They've sent avid collectors into a spin, been banned by some schools and caused parents no end of hassle.
After this weekend Countdown's collectable DreamWorks Heroes cards are no more - though lots of parents will be dragged to supermarkets before it's too late.
The demand for the collectors' items were so high, some supermarkets ran out of the album the collected cards are stored in. But the marketing campaign comes to an end tomorrow.
AUT senior lecturer in marketing and retailing Helene Wilkinson said the interactive nature of the campaign was a large part of its success.
"This is an emotional attachment with a strong association for all members of the family.

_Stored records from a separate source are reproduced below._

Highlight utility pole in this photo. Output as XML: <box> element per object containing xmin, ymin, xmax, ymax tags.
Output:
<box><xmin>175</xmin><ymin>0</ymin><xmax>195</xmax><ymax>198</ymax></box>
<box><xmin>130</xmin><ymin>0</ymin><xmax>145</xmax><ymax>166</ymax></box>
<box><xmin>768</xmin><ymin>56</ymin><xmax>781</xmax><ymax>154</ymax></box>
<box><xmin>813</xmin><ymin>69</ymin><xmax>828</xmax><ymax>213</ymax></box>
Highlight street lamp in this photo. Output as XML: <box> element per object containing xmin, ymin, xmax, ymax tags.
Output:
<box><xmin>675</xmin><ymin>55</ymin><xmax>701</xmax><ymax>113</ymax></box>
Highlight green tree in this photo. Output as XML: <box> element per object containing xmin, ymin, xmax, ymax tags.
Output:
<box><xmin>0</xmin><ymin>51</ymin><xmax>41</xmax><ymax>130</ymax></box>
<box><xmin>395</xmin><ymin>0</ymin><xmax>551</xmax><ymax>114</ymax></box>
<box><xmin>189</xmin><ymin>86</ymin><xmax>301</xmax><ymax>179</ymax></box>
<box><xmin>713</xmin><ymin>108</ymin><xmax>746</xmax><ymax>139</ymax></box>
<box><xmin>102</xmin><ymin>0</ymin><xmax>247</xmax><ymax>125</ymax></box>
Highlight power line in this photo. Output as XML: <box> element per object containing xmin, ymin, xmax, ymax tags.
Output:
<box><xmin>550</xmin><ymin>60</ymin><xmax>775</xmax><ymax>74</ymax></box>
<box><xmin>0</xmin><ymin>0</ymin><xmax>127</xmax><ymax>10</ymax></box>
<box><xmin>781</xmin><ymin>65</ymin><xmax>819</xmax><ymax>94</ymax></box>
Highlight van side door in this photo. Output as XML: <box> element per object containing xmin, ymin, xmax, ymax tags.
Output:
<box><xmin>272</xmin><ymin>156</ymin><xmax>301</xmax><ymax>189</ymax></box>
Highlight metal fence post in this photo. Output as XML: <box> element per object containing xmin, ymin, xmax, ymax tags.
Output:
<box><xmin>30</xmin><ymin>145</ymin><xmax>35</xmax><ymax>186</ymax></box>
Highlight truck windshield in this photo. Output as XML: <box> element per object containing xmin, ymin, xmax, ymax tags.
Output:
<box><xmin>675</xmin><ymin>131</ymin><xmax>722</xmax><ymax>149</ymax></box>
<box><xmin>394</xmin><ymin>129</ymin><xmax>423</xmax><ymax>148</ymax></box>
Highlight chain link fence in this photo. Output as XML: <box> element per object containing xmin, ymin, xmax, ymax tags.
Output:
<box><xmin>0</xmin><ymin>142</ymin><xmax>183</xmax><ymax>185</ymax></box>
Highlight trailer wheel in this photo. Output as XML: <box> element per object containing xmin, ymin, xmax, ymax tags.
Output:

It's an engagement with the whole display, the app, the book, and in the supermarket space."
She said all these things provide continued interest after the cards had been bought.

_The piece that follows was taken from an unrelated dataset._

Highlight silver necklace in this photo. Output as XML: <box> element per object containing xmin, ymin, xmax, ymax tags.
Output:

Under the campaign shoppers gained one card for every $20 they spent.
It was Countdown's answer to New World's Little Shop of Dollars campaign last year which celebrated the chain's 50th birthday and allowed shoppers to collect tiny replica groceries.
President of the Principals Federation Phillip Harding said the promotions were "not a new thing, just an old thing in a new way".
"The critical thing is schools will either see them as a learning opportunity or tell kids to bring them at their own risk and even ban them," he said. "They're impossible to control."
Ethan Dharmai, 9, already has the full set of 42 cards and is happy to play the board game that accompanies them.
He said said it was common for students to bring the cards to St Dominic's school in Blockhouse Bay and swap them, until they were banned about three weeks ago.
To cater to the huge popularity, the supermarket introduced a "swapzone" on Facebook for people to exchange cards and held in-store swap meets in June which attracted "hordes" of children all trying to complete their sets.
For beleaguered parents the worst may be over - but be warned, there could still be some swapping going on for some time yet.
Thousands of the cards have popped up on Trade Me over the past month and a spokesman said the listings had gone from just under 400 two weeks ago, to more than 2000 this week.
He said it was no surprise the collectable cards had found their way on to the site and Wilkinson agreed.
"They've nailed it with this one, they really have."
Countdown general manager of marketing Bridget Lamont said the campaign had a positive response in-store and on the supermarket's Facebook page since it began in May.
"Over the weekend we will be offering double cards for every $20 spent in store, for any last cards that people need for their collections," she said.